Ihwal pembahasan ini, mula-mula Soetojo menjelaskan kondisi masyarakat dan rakyat pada umumnya. Selanjutnya ia menyatakan bahwa Partindo akan menghilangkan segala perselisihan untuk mengejar persatuan Indonesia sambil mengemukakan ketidaksetujuannya terhadap orang-orang yang saling menjelek-jelekan Sunda, Jawa dan Sumatera maupun suku lainnya. Soetojo menggambarkan penjelasannya itu dengan sebuah perumpamaan. Menurutnya, barisan rakyat Indonesia ibarat keretaapi yang akan diseret oleh Partindo sebagai lokomotif menuju jalan lurus stasiun dalam menempuh kemerdekaan Indonesia (Sipatahoenan 13 Februari 1933).

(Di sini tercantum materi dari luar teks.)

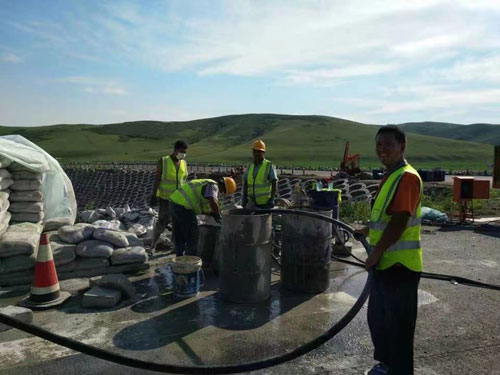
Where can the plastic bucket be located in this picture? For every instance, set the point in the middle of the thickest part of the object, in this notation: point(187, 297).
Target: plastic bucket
point(186, 271)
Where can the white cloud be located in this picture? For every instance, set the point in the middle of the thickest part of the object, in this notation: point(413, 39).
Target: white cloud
point(96, 85)
point(10, 58)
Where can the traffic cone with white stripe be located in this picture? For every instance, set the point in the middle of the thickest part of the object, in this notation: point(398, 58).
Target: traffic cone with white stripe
point(45, 291)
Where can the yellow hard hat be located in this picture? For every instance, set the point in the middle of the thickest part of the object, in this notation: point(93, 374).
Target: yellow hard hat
point(230, 185)
point(259, 145)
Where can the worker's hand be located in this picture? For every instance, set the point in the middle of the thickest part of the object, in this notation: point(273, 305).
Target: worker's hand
point(153, 201)
point(217, 216)
point(361, 231)
point(373, 259)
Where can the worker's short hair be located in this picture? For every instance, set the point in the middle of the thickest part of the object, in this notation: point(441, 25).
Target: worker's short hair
point(180, 144)
point(399, 134)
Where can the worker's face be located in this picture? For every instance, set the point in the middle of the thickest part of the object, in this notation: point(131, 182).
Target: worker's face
point(180, 153)
point(258, 156)
point(388, 149)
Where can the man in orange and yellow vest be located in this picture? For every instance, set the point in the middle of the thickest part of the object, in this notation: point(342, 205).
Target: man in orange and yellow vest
point(171, 174)
point(260, 181)
point(396, 259)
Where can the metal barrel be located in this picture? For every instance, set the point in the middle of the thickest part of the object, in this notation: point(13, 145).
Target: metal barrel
point(245, 260)
point(305, 252)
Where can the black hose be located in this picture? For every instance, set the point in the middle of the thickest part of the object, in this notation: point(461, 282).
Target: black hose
point(226, 369)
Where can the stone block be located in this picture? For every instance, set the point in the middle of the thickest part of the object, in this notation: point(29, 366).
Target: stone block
point(99, 297)
point(20, 313)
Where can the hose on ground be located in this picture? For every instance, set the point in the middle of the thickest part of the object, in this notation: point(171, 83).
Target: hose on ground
point(216, 369)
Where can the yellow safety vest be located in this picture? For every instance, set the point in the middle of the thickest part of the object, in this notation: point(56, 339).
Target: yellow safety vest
point(190, 196)
point(259, 188)
point(171, 177)
point(407, 250)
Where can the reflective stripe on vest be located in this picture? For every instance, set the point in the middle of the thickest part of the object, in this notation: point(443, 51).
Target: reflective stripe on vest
point(190, 196)
point(259, 189)
point(171, 177)
point(407, 250)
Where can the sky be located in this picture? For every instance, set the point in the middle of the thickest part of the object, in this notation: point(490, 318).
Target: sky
point(377, 61)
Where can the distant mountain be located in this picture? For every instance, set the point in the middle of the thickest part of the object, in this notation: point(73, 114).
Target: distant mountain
point(291, 140)
point(483, 133)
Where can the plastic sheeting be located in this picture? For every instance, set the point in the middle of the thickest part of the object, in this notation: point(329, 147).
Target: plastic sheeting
point(58, 191)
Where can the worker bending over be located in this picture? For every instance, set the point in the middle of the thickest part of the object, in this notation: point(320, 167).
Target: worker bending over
point(260, 181)
point(171, 174)
point(394, 233)
point(195, 198)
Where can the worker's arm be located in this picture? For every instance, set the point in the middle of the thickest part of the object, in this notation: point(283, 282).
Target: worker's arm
point(391, 235)
point(156, 183)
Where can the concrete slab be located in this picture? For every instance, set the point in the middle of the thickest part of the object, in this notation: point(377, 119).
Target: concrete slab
point(457, 327)
point(20, 313)
point(99, 297)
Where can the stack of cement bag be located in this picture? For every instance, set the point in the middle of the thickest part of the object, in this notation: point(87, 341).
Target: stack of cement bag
point(26, 197)
point(84, 250)
point(18, 251)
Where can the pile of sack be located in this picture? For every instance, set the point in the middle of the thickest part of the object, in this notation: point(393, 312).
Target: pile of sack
point(84, 250)
point(26, 196)
point(5, 184)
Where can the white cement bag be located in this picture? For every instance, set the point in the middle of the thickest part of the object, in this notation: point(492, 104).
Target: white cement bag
point(5, 174)
point(16, 167)
point(25, 175)
point(26, 227)
point(26, 196)
point(76, 233)
point(24, 185)
point(6, 183)
point(30, 217)
point(90, 263)
point(18, 263)
point(4, 163)
point(4, 206)
point(129, 255)
point(56, 223)
point(133, 240)
point(63, 253)
point(26, 207)
point(19, 243)
point(113, 237)
point(4, 223)
point(94, 249)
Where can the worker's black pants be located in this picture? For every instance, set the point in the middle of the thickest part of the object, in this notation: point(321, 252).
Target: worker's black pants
point(392, 314)
point(184, 230)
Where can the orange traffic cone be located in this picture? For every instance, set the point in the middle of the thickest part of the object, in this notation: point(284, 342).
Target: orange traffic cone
point(45, 292)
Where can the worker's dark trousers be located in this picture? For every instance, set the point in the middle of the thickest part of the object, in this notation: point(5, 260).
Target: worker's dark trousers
point(392, 314)
point(184, 230)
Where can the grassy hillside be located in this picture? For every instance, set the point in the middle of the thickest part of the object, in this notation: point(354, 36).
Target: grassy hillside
point(291, 140)
point(483, 133)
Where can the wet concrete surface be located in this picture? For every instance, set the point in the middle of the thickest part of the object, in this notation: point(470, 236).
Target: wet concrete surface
point(458, 329)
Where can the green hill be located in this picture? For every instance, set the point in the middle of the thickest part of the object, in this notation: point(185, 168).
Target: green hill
point(483, 133)
point(291, 140)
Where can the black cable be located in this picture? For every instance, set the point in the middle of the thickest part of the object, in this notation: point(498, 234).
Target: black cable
point(226, 369)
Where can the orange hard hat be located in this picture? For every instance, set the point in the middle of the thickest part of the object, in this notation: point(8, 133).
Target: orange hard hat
point(259, 145)
point(230, 185)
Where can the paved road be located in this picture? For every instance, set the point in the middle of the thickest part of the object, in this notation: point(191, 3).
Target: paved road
point(457, 328)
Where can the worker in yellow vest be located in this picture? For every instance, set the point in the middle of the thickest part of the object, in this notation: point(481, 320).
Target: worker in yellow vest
point(171, 174)
point(394, 234)
point(194, 198)
point(260, 181)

Sementara itu, usai Soetojo berbicara giliran Sukarno untuk menyampaikan bahasan yang sudah ditentukan oleh panitia. Awalnya ia akan menjelaskan soal pajak. Namun sebagaimana yang dialami Soetojo karena dilarang oleh polisi, akhirnya Sukarno menjelaskan tentang sosio-nasionalisme dan sosial-demokrasi. Sambil menerangkan pengertian demokrasi, Sukarno mencotohkan kondisi di Belanda dan Inggris. Sukarno tidak sepakat dengan demokrasi yang diterapkan dalam kedua negara itu. Karena menurutnya masih ada kesengsaraan rakyat seperti yang ditunjukkan pada demokrasi setelah kemunculan Revolusi Perancis. Ia juga menyebut bahwa sebelumnya terdapat zaman di mana rakyat dibodohi oleh kaum borjuis demokrat. Dengan demikian ia menegaskan demokrasi yang diharapkan oleh Partindo yakni demokrasi mulia bagi seluruh rakyat Indonesia (Sipatahoenan 13 Februari 1933).

Setelah Sukarno membahas nasionalisme, pertemuan pun ditutup tepat pada pukul 12 siang. Ribuan hadirin yang ikut dalam pertemuan itu berbondong-bondong meninggalkan gedung GRI.